Rick Beal finds fault with the “he said, she said” nature of much that appears in Move It.
“Here is your format,” he wrote. “Someone writes in to complain about a situation. You call TxDOT or whatever agency is responsible. The agency gives you some lame reason. You report the lame reason.“Where’s the journalistic yearning for the truth?”
[…]
Beal cited the response in Move It to a reader’s complaint about the slow progress of street paving in a 2-mile segment of Old Spanish Trail between Fannin and Texas 288.
L. Kian Granmayeh had said he passes the area daily and seldom sees anyone working. He wondered if the job would be completed in time for the Houston Livestock Show and Rodeo’s annual barbecue cookoff, beginning Feb. 22 at nearby Reliant Park.
TxDOT engineer Maureen Wakeland replied that the work had been delayed by rain — you can’t lay asphalt on a wet surface — but she said she sees crews at work there when weather allows.
Beal was skeptical. “Could it be that the engineer always shows up on Tuesday at 10 a.m.?” he asked. “I wonder how long it takes a road crew to figure out the schedule?”
He suggested driving out to see. We actually do that a lot, especially when a ramp or signage problem is hard to visualize from a verbal description. But in this case, what would one visit prove?
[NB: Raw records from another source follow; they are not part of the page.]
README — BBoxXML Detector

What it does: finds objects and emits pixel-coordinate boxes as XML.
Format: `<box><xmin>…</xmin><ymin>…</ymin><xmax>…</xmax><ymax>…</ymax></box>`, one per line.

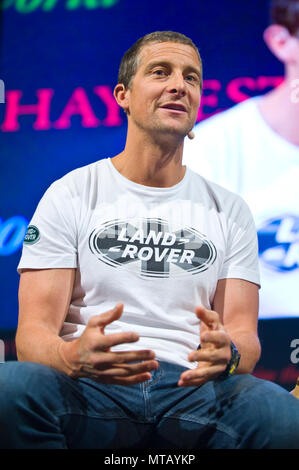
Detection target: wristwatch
<box><xmin>218</xmin><ymin>341</ymin><xmax>241</xmax><ymax>380</ymax></box>
<box><xmin>196</xmin><ymin>340</ymin><xmax>241</xmax><ymax>379</ymax></box>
You’d need to get a sample from visits at random times, or better still, knock on doors and ask what neighbors have observed. Frankly, that seems like overkill in this instance, but we’ll keep an eye on the situation.
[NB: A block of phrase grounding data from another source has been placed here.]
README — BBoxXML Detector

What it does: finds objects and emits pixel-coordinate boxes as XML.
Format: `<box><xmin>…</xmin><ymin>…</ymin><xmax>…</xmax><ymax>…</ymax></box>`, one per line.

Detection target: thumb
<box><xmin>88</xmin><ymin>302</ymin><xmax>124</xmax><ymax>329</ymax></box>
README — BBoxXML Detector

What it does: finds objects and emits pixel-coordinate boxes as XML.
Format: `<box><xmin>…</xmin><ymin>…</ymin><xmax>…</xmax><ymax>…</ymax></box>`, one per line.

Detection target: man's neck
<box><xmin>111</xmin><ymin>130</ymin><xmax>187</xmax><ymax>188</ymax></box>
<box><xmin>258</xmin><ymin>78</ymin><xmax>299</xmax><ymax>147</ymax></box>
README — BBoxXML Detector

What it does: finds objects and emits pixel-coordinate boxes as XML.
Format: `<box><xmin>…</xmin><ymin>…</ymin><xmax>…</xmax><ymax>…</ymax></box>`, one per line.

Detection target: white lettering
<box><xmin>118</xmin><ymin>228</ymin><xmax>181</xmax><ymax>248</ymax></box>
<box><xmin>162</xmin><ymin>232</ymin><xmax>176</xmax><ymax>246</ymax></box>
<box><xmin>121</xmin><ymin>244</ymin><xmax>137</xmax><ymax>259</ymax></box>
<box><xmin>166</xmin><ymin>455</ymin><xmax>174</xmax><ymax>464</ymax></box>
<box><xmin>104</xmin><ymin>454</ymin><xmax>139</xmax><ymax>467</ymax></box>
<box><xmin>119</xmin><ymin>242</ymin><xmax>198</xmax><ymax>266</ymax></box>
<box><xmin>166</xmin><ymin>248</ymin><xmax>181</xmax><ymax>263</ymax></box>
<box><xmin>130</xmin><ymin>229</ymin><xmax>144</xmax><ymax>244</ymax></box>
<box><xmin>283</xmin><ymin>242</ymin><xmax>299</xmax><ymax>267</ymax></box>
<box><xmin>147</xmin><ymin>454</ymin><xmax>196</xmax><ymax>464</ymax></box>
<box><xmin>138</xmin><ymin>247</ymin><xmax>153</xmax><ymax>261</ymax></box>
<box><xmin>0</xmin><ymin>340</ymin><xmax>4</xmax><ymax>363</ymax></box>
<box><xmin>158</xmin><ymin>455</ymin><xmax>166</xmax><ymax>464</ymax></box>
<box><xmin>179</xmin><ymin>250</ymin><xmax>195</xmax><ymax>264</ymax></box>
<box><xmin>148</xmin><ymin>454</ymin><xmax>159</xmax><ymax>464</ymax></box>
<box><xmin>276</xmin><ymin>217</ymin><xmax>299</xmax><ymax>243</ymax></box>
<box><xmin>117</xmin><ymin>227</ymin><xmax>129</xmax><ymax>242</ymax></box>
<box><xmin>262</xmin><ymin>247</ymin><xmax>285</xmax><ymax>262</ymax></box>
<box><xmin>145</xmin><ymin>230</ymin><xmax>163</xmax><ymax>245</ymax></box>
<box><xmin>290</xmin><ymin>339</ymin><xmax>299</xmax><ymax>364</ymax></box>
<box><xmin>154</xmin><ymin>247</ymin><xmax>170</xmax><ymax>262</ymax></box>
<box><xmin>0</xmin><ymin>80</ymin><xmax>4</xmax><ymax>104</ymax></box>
And we did check back with Wakeland. “We have made good progress this week,” she said. “The contractor has completed about 50 percent of the asphalt work from Almeda to Kirby.”
The contractor is also working longer hours to take advantage of good weather and should finish in time for the cookoff, Wakeland said.
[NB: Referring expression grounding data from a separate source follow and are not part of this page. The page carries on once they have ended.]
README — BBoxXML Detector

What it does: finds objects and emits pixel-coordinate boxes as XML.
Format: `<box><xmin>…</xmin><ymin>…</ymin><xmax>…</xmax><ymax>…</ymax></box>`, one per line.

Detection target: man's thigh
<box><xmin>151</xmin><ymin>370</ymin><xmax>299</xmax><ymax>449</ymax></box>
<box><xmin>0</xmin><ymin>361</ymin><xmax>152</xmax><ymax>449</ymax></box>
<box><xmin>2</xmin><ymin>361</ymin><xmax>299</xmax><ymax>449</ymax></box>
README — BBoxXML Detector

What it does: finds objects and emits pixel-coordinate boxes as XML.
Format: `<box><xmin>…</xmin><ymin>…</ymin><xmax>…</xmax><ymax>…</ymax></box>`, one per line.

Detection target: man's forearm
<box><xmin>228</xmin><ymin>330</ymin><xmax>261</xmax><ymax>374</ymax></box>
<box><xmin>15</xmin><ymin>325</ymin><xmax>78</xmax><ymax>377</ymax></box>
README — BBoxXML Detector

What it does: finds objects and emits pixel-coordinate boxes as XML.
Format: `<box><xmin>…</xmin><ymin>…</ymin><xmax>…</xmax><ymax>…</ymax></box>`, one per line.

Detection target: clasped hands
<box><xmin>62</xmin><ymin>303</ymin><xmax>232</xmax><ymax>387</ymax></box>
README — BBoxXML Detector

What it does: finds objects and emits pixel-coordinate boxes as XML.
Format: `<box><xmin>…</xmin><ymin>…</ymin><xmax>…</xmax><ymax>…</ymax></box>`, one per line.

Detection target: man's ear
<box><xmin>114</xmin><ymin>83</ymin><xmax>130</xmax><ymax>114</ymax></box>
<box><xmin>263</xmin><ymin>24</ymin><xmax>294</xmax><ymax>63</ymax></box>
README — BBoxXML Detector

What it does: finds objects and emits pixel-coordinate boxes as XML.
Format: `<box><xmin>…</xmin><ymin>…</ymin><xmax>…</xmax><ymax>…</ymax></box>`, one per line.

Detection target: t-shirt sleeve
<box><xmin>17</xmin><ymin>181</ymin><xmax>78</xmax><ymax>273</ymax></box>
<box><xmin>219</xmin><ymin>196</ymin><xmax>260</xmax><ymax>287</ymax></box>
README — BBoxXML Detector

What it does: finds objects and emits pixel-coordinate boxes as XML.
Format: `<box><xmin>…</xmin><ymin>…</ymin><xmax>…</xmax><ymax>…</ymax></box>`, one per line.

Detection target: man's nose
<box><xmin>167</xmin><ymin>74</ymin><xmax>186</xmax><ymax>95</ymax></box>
Well, I can tell you that workers magically appeared on OST shortly after Sallee first addressed it. Where they were for however many weeks or months before that, when nothing at all was happening on this project, remains shrouded in mystery. Their re-apparition is somewhat of a mixed blessing, since they’ve taken to blocking off two of the three lanes on OST, thus hopelessly snarling the traffic, but at least now we can detect some signs of actual progress. This task will probably be done relatively quickly, assuming the rains didn’t send everyone scurrying back to the same hidey hole they’d been in, which will once again force me to wonder why it took so damn long to finish what should have been a few weeks’ worth of work. But hey, at least I won’t be commuting this week, so maybe I’ll miss some of the pain. As long as the job gets done before the street needs to be dug up again, that’s all I ask.